In the previous #devlog I mentioned that using a fragment-shader to implement palette shifting appeared as a potential performance bottleneck. In fact, sending a uniform array of 256 elements to the fragment-shader is costly and, when called several times for each frame, makes the FPS drop rapidly. In addition to that, it occurred to me that pixel-perfect primitives are difficult to implement in OpenGL. Among the many, smaller circles (e.g. with a two pixel-wide radius) are almost impossible to achieve.

That has been more than enough to persuade me to code an in-house software renderer (which was something already tinkered about, lately).

Switching from OpenGL to a software blitter was rather straight-forward. The engine was already modularized enough and the graphic layer was self-contained and exhibited a generic API. Also, since I’ve been code-pulling pixels since the mid-‘90s, I already knew the topic. Nevertheless, I tried and add some advanced features (such as independent x/y scaling, rotations, affine transformations) that in the past I just avoided since they were unneeded and/or too complex for the CPUs of the time. In addition to that, I coded some basic 2D primitives drawing routines, which proved a bit more challenging.

The GLFW/OpenGL layer is used only to present the final frame-buffer data to the user. This is achieved by converting on-the-fly the 8-bit offscreen buffer to an ARGB memory buffer and moving the latter to a pre-allocated (OpenGL) texture with a single glTexSubImage2D call. With a single triangle-strip, the texture is drawn onto the video frame-buffer, stretching if necessary. This also enabled the presence of an (optional) single post-fx fragment-shader (which is the only advanced feature I kept).

During the whole process, I struggled to keep the code as consistent, clean, and optimized as possible without sacrificing understandability. In the end, I’m pleased with the result.
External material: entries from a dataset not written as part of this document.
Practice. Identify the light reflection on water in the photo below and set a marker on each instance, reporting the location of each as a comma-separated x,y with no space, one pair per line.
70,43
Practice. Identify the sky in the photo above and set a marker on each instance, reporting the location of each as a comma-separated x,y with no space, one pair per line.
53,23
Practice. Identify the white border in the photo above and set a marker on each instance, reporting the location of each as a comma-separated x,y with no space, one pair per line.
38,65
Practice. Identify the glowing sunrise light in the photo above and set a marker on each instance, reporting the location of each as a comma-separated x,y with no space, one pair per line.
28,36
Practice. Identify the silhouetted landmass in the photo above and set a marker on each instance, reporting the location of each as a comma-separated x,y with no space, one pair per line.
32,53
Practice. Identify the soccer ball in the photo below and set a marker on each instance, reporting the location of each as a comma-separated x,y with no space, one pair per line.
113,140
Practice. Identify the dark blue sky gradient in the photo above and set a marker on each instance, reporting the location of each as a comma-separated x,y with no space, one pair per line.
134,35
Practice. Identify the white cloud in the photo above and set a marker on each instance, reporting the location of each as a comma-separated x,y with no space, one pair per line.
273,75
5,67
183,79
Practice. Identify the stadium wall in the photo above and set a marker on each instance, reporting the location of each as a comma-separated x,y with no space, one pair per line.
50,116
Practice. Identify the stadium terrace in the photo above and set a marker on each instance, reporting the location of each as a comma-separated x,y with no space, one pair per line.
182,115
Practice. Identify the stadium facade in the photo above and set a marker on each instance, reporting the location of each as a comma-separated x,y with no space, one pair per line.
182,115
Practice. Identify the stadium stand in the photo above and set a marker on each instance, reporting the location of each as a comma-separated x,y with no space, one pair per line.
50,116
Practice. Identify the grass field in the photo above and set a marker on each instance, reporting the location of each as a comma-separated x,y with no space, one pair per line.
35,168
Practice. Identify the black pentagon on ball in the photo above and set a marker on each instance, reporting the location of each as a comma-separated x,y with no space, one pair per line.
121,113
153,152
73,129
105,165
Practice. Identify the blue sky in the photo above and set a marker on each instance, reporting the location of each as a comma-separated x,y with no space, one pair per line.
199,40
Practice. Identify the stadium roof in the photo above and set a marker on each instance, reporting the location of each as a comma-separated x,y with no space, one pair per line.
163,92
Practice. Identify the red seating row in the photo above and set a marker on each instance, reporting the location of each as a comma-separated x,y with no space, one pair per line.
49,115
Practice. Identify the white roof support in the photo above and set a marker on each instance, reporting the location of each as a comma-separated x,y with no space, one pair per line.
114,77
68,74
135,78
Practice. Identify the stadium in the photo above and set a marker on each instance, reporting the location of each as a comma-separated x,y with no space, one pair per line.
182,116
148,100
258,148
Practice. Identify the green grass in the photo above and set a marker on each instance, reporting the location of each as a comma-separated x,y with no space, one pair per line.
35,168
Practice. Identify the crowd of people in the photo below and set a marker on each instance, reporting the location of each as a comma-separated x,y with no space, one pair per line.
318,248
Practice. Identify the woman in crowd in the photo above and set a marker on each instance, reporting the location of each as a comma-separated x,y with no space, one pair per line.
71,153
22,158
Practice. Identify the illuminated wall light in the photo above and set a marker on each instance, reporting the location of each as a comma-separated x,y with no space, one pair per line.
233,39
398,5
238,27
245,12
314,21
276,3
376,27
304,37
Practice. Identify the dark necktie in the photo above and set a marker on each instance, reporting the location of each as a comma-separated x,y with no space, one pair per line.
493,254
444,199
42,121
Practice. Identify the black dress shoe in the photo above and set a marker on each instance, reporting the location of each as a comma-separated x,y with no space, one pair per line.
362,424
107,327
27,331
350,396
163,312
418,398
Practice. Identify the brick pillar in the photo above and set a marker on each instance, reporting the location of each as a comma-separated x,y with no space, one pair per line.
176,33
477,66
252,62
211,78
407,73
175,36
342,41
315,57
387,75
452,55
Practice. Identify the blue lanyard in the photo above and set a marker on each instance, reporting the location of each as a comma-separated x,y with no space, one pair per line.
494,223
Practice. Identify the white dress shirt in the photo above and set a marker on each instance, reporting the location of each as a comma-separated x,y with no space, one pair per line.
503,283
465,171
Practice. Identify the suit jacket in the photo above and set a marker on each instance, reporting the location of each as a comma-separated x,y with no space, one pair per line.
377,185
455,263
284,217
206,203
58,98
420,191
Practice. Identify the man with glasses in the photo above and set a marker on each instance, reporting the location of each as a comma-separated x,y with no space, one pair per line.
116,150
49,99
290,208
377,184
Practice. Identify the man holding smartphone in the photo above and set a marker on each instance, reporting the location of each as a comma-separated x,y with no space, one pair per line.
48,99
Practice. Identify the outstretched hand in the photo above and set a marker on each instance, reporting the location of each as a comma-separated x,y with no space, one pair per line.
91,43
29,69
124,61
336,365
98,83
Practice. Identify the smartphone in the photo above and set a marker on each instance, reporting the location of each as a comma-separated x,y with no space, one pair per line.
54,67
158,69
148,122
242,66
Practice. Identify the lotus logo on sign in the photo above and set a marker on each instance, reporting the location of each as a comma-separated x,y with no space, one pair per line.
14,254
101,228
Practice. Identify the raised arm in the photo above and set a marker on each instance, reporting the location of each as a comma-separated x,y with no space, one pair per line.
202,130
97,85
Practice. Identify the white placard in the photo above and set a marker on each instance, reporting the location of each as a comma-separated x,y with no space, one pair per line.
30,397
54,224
When palette switching and/or shifting is used, for mid-to-small canvases (e.g. 256x256 pixels) I gained almost an x8 performance boost over the OpenGL version of the renderer. With bigger or when palette switches/shifts aren’t used, the performance boost is less evident. However, this is not dramatic… let’s not forget that the engine is primarily aimed to lo-fi games (I don’t plan to draw ~10K sprites regularly). With some kind of z-index or dirty-region technique we could possibly have better performances, but the additional complexity won’t make it worth the effort.

We can sum up the engine features added with this iteration as follows:

  • explicit screen clear operation (this was implicit in each frame-buffer redraw);
  • support for BOB (Blitter OBject) drawing with independent x/y scaling, x/y flipping, rotation, and rotation anchoring;
  • SNES-inspired Mode-7 affine transformation w/ scan-line dependent parameters (table-based, much like HDMA),
  • per palette-index shifting and transparency (applied on each draw operation);
  • rectangular clipping for both BOBs and primitives drawing;
  • push/pop operations for the current drawing-state (clipping-region, palette, shifting, transparency);
  • multi-level auto-adaptive FPS capping.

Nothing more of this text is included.